In April 2006 she developed sudden onset Esotropia, which caused her eyes to cross. Her first MRI came back normal and two surgeries were performed to correct her eyes.

Although she was able to walk, her gait was very wobbly and she fell often. Doctors assured us that this was normal and that it was just taking a little longer for her gait to develop. However, Eliza's walking did not improve and she could not run or jump.

In April 2007, Eliza started walking less and less and reverted to crawling again. Her opthalmologist checked her eyes once again and referred us to a neurologist.

Initially, the neurologist suspected Spinal Muscle Atrophy (SMA) but this was quickly ruled out from a nerve conduction test.

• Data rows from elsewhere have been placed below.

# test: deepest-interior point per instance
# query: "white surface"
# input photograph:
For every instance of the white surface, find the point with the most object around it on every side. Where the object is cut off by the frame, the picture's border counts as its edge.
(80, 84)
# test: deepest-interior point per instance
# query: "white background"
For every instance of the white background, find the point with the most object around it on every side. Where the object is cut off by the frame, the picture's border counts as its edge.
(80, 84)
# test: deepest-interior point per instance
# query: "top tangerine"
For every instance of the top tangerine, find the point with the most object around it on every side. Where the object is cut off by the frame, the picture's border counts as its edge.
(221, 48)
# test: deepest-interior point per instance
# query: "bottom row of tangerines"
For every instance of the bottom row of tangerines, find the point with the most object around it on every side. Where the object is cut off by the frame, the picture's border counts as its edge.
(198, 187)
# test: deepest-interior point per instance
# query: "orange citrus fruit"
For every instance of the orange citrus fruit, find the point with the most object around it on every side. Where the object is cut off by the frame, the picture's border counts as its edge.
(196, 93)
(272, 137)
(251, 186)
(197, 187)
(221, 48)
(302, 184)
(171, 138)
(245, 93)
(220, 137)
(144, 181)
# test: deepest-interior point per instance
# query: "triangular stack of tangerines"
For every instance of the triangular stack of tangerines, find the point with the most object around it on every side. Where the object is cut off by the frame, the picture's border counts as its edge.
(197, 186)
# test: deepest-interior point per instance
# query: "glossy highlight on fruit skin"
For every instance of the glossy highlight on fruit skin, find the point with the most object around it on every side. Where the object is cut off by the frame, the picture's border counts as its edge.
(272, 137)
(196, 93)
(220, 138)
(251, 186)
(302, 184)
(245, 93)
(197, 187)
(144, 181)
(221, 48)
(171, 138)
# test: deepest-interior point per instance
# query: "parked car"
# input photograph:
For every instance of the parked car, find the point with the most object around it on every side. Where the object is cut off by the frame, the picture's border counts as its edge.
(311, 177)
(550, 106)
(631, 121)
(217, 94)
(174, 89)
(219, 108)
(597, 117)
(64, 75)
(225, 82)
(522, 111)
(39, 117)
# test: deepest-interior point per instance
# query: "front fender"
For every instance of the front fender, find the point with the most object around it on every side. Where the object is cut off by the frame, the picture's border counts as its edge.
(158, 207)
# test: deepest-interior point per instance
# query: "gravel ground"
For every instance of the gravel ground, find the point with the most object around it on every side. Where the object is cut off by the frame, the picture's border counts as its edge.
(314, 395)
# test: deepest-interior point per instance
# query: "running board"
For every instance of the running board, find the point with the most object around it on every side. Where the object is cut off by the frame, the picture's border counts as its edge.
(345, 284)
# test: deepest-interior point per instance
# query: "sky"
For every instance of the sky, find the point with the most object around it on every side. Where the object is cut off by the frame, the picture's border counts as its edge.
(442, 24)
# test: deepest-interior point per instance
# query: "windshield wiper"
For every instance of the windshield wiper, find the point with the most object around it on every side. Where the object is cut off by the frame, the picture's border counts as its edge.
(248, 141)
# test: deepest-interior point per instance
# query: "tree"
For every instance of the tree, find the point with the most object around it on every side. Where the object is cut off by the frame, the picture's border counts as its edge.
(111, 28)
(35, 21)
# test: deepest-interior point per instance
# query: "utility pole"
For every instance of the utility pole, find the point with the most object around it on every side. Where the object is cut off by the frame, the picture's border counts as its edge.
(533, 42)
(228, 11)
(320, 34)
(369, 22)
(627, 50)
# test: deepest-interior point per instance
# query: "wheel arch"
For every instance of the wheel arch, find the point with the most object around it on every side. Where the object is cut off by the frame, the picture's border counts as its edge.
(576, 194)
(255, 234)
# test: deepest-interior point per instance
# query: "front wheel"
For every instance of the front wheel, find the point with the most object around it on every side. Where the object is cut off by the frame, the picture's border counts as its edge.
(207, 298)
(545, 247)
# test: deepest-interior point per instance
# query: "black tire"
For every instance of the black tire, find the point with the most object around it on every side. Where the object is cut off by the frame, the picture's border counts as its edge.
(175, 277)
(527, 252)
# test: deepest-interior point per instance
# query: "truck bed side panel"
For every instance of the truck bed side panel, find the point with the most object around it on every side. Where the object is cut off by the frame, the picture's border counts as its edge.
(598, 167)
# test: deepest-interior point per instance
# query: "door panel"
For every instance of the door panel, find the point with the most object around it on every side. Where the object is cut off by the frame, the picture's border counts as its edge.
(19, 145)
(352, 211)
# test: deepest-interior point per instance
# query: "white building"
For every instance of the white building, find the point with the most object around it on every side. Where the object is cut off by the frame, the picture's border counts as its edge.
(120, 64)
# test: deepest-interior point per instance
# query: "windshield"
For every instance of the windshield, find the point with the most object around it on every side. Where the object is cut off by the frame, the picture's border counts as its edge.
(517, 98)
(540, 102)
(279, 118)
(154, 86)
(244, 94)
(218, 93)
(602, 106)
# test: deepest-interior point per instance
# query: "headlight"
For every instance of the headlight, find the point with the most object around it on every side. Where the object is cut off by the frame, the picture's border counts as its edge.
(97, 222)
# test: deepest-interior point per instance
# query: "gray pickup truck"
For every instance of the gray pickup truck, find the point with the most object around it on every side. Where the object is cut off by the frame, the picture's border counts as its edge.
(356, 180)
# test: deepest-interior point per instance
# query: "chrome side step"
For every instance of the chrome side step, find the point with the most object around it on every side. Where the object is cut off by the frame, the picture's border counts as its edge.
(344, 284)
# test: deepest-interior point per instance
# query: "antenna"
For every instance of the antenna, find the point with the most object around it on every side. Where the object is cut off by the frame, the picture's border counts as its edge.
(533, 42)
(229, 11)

It was then assumed that Eliza had Charcot-Marie-Tooth Disease (CMT).

Eliza continued to get weaker and weaker and more and more tired. We started to see a decline in her arms and hands as well as her legs. We could not believe how quickly she was declining despite our efforts with physical therapy. Nurses assured us that this decline was normal for CMT but we were not convinced.

We began seeking additional opinions from various doctors throughout the U.S. Another neurologist agreed that Eliza was declining too rapidly and encouraged us to have more tests performed.

In July 2007, Eliza was given the diagnosis of Chronic Inflammatory Demyelinating Polyneuropathy (CIDP). We were thrilled because CIDP is an auto-immune disease that is somewhat reversible! We thought that with enough hard work we would have our mobile little girl back.
However, Eliza's entire body became extremely stiff and she was in tremendous pain. In September, an emergency MRI was ordered that confirmed our greatest fear. Eliza had Metachromatic Leukodystrophy- a progressive and terminal disease.

I think "SURREAL" is the best word to describe this whole experience. It is amazing how much our lives have changed. Although, we hope it has changed us for the better. Despite all of the losses, we are so grateful for her cute little smile, giggle, yawns and sneezes (I feel like I get a little glimpse of her voice again). We feel fortunate to be her parents and to learn from her example. She has taught us far more than we will ever teach her.